United States District Court, N.D. Illinois, Eastern Division

July 20, 2018

EDELSON PC, an Illinois professional corporation, individually, and on behalf of all others similarly situated, Plaintiff,
THE BANDAS LAW FIRM PC, a Texas professional corporation, CHRISTOPHER BANDAS, an individual, LAW OFFICES OF DARRELL PALMER PC d/b/a DARRELL PALMER LAW OFFICE, a suspended California professional corporation, JOSEPH DARRELL PALMER, an individual, NOONAN PERILLO & THUT LTD., an Illinois corporation, C. JEFFREY THUT, an individual, GARY STEWART, an individual and JOHN DOES 1-20, Defendants.

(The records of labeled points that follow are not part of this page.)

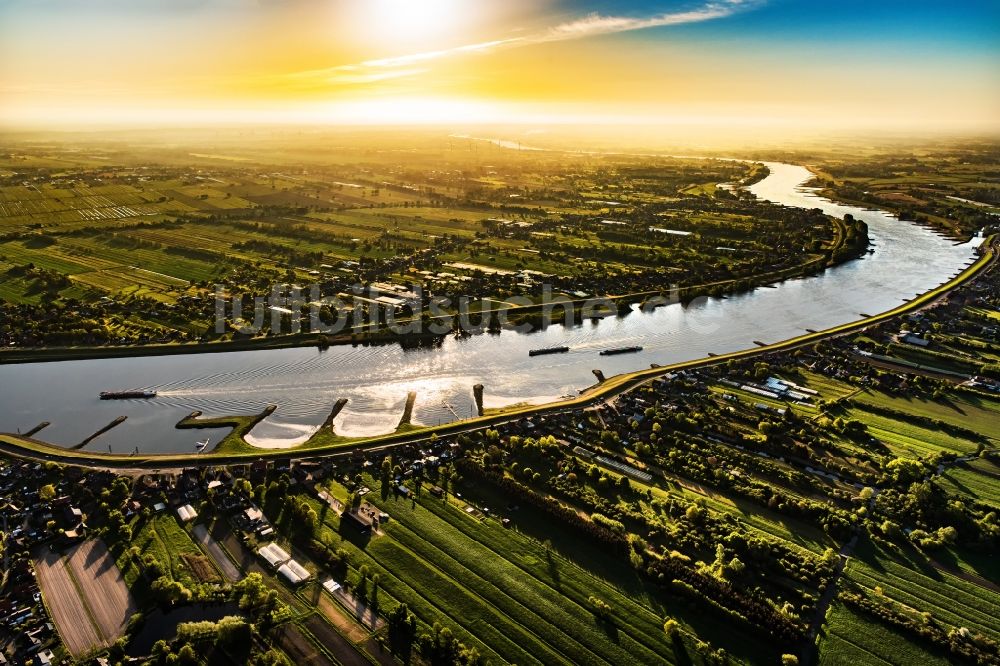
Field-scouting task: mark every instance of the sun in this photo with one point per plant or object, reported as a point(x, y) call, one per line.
point(414, 21)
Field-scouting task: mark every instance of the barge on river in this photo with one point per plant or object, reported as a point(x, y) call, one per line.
point(621, 350)
point(127, 395)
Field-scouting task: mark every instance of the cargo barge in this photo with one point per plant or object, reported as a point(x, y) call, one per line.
point(620, 350)
point(548, 350)
point(127, 395)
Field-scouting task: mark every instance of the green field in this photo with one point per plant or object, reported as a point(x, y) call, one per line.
point(852, 639)
point(913, 581)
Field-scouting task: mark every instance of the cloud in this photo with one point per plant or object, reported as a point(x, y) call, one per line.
point(591, 25)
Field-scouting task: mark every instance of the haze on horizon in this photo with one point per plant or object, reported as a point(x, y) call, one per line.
point(772, 66)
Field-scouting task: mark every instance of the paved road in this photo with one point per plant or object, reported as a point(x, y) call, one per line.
point(217, 554)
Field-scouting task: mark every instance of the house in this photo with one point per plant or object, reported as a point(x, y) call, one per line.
point(294, 572)
point(274, 555)
point(358, 520)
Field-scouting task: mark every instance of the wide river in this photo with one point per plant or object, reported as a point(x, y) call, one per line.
point(306, 382)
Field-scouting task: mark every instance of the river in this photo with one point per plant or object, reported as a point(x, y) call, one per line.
point(306, 382)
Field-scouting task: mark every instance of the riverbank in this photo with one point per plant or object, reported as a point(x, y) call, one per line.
point(844, 247)
point(25, 447)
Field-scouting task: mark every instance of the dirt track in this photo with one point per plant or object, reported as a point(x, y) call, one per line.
point(98, 617)
point(68, 611)
point(103, 587)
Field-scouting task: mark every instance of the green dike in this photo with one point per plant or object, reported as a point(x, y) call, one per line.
point(38, 450)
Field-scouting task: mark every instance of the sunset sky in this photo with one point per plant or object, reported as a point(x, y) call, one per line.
point(781, 63)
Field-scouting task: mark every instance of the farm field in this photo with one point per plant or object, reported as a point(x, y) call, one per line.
point(87, 595)
point(440, 560)
point(132, 251)
point(978, 479)
point(162, 537)
point(911, 580)
point(852, 639)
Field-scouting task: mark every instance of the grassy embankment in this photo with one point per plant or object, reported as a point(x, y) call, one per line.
point(613, 386)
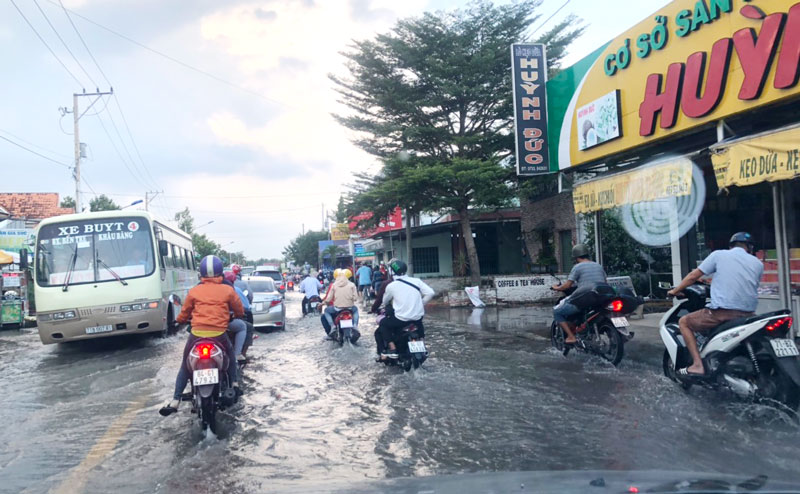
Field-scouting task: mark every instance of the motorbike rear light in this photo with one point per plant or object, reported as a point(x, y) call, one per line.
point(204, 350)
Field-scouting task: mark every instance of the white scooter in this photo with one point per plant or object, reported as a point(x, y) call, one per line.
point(753, 357)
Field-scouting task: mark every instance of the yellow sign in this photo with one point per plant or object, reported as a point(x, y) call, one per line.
point(651, 183)
point(340, 231)
point(760, 159)
point(693, 62)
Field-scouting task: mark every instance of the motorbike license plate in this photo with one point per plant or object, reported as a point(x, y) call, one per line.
point(416, 346)
point(620, 322)
point(784, 348)
point(204, 377)
point(106, 328)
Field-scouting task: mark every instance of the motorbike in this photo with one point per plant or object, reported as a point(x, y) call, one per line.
point(344, 328)
point(602, 325)
point(411, 349)
point(753, 357)
point(210, 390)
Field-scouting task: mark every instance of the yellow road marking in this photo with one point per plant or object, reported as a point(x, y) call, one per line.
point(76, 481)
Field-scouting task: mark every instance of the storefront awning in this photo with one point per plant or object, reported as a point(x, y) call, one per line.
point(669, 178)
point(763, 158)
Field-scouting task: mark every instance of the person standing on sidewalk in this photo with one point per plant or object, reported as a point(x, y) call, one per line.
point(737, 274)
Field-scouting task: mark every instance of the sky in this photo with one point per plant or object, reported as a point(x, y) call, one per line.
point(223, 107)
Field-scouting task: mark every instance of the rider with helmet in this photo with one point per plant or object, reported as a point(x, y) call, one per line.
point(208, 306)
point(408, 297)
point(342, 294)
point(586, 275)
point(737, 274)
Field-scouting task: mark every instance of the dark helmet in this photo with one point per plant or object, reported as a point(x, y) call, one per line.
point(580, 250)
point(211, 267)
point(743, 238)
point(398, 267)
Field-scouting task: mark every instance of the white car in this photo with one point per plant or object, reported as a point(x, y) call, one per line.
point(268, 307)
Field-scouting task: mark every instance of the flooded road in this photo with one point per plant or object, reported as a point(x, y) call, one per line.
point(493, 397)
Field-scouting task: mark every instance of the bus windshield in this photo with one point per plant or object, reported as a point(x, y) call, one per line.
point(91, 251)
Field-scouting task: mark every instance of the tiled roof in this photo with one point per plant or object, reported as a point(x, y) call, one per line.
point(33, 205)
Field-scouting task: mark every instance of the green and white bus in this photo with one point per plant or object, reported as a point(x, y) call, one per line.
point(109, 273)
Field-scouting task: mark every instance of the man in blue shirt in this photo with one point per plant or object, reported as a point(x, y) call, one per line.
point(364, 276)
point(734, 294)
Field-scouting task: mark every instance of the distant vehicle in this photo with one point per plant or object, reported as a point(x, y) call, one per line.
point(273, 274)
point(268, 307)
point(109, 273)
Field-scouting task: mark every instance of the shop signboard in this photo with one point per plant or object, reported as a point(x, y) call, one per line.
point(529, 78)
point(759, 159)
point(658, 181)
point(692, 63)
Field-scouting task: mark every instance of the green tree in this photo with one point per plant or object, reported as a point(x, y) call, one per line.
point(185, 220)
point(103, 203)
point(67, 202)
point(305, 247)
point(432, 100)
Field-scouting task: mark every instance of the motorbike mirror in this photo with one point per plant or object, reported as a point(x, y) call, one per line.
point(23, 259)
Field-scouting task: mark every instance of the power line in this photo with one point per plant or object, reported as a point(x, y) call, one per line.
point(45, 44)
point(173, 59)
point(34, 152)
point(64, 42)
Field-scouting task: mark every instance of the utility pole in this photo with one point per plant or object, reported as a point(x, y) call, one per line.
point(148, 197)
point(76, 173)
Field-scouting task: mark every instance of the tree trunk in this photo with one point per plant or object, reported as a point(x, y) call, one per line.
point(472, 251)
point(408, 243)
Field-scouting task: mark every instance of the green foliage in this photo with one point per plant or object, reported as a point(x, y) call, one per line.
point(67, 202)
point(103, 203)
point(305, 248)
point(185, 220)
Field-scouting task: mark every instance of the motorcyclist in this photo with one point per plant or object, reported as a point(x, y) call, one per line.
point(238, 327)
point(408, 297)
point(310, 287)
point(208, 306)
point(342, 295)
point(586, 274)
point(737, 274)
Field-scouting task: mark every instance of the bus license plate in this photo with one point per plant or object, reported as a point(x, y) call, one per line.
point(416, 346)
point(106, 328)
point(205, 377)
point(620, 322)
point(784, 348)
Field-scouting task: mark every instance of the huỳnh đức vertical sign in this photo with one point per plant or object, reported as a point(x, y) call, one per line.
point(529, 77)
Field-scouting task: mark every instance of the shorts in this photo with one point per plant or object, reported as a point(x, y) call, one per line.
point(707, 319)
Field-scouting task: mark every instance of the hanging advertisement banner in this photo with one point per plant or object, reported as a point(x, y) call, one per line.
point(760, 159)
point(529, 76)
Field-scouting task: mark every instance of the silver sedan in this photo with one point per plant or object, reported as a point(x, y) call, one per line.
point(268, 307)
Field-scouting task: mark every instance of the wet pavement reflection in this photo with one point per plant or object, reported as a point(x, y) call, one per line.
point(492, 397)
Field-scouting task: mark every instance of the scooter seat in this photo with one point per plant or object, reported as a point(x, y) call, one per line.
point(741, 321)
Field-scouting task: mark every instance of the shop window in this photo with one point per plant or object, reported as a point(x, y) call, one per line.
point(425, 259)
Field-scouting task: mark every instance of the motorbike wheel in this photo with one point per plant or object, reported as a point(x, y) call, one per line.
point(208, 414)
point(669, 371)
point(614, 350)
point(557, 336)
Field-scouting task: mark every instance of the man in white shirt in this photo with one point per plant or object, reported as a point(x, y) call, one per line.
point(408, 297)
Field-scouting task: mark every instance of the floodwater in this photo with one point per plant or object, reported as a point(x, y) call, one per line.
point(493, 397)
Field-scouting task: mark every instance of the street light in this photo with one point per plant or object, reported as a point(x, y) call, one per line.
point(204, 224)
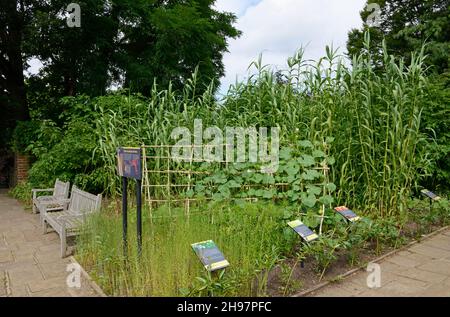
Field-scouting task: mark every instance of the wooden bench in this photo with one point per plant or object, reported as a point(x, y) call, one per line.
point(59, 196)
point(67, 223)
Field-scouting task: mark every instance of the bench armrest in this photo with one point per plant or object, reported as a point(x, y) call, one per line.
point(41, 190)
point(64, 218)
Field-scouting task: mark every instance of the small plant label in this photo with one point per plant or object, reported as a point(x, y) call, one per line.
point(129, 162)
point(347, 213)
point(210, 255)
point(430, 194)
point(307, 234)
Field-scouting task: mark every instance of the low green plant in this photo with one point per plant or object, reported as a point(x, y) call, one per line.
point(22, 192)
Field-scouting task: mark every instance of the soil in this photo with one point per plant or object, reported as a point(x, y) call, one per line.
point(307, 277)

         The parties to this case are all involved in class action litigation, but the two sides play very different roles. Plaintiff Edelson PC is an Illinois law firm that frequently represents consumers in class action lawsuits. Defendants regularly involve themselves in these case by filing what Plaintiff alleges are frivolous objections in order to leverage lucrative payoffs. Plaintiff alleges that class counsel agree to these payoffs because the alternative is unacceptable: the price to be paid for resisting demands of these “professional objectors” is delayed relief for class members and a long and costly appeals process. Plaintiff brings this suit on behalf of itself and others similarly affected by the Defendants' allegedly extortionate practices. Defendants in this case include Texas attorney Christopher Bandas and his firm, The Bandas Law Firm PC (collectively, “Bandas”); California attorney Joseph Darrell Palmer and his firm, Law Offices of Darrell Palmer PC (collectively “Palmer”); and Illinois attorney C. Jeffrey Thut and his firm, Noonan Perillo & Thut Ltd. (collectively, “Thut”). Plaintiff has also sued numerous other non-attorneys- California resident Gary Stewart and twenty additional John Doe Defendants-who allegedly aided Bandas, Palmer, and Thut by identifying class action lawsuits and serving as class objectors.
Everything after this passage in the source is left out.